Obwohl Weißer Phosphor von einigen Armeen verwendet wird, ist die Legalität seines Einsatzes umstritten. Waffenexperten und Menschenrechtsgruppen sind sich weithin dahingehend einig, dass die Waffe "besonders rücksichtslos und gefährlich für Zivilisten ist", sagte Charles Shoebridge, ein ehemaliger Militär- und Geheimdienstoffizier, im September im Interview mit RT. "Die Waffe ist gefürchtet, wenn sie gegen feindliche Truppen eingesetzt wird."

Die Befreiung Mossuls vom

Weißer Phosphor brennt, wenn er in Kontakt mit der Luft kommt. Und beim Kontakt mit Wasser hört er nicht sofort auf zu brennen. Er brennt sich durch die Haut und Knochen. Die Verletzungen heilen nur sehr schwer und führen nicht selten zum Tod", führte Shoebridge aus.

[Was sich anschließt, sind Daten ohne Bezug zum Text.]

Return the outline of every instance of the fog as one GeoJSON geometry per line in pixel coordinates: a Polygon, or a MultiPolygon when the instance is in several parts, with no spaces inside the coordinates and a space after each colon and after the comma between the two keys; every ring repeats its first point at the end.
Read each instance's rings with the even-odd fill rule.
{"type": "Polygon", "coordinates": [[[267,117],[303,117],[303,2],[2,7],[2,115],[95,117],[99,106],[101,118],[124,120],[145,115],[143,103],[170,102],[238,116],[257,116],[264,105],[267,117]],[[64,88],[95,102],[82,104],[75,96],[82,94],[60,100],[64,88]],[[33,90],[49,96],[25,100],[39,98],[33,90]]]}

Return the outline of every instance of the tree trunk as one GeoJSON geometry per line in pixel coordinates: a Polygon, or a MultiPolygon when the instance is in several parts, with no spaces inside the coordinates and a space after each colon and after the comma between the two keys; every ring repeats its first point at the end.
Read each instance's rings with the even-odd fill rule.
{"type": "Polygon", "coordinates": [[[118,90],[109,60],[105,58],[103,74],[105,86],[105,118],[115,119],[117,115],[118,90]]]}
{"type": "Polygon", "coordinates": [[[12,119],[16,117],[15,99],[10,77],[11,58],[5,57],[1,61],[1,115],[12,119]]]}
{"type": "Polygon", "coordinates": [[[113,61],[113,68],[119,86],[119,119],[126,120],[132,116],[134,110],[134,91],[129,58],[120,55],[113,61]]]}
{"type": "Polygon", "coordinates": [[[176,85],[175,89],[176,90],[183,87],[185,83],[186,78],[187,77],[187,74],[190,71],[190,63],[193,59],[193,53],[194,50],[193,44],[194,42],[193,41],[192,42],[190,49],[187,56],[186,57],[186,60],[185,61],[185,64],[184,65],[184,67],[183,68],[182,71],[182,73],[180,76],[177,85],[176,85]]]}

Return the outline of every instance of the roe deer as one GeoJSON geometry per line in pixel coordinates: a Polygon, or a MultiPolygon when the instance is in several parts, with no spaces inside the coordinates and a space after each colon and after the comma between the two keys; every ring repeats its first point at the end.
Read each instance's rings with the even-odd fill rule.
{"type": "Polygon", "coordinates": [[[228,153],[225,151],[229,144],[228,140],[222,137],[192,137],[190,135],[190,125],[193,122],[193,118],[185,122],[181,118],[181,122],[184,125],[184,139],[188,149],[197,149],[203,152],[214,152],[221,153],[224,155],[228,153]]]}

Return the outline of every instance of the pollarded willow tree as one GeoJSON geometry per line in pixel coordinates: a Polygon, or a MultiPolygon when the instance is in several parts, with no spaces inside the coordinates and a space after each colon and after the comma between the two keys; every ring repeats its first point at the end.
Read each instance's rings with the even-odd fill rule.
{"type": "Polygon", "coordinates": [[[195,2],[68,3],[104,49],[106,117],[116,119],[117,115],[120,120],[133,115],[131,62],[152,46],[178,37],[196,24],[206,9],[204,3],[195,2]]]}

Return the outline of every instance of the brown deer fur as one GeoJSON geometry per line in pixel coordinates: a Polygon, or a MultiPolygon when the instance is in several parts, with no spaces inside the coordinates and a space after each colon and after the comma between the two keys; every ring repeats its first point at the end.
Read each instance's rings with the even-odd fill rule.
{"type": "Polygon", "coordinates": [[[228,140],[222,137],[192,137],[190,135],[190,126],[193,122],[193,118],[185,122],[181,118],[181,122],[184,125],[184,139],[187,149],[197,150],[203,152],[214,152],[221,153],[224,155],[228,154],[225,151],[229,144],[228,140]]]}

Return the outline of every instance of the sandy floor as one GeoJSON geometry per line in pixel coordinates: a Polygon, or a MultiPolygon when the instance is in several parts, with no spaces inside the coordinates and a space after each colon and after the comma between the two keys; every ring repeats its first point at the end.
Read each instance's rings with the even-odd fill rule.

Weißer Phosphor kommt sehr gut bei der Bekämpfung von Kräften zur Wirkung, die sich in Bunkern verstecken. Der Phosphor konsumiert jenen Sauerstoff, den auch die Truppen in ihren Verstecken benötigen. Das führt dazu, dass sich die Einheiten aus ihrer Deckung begeben müssen.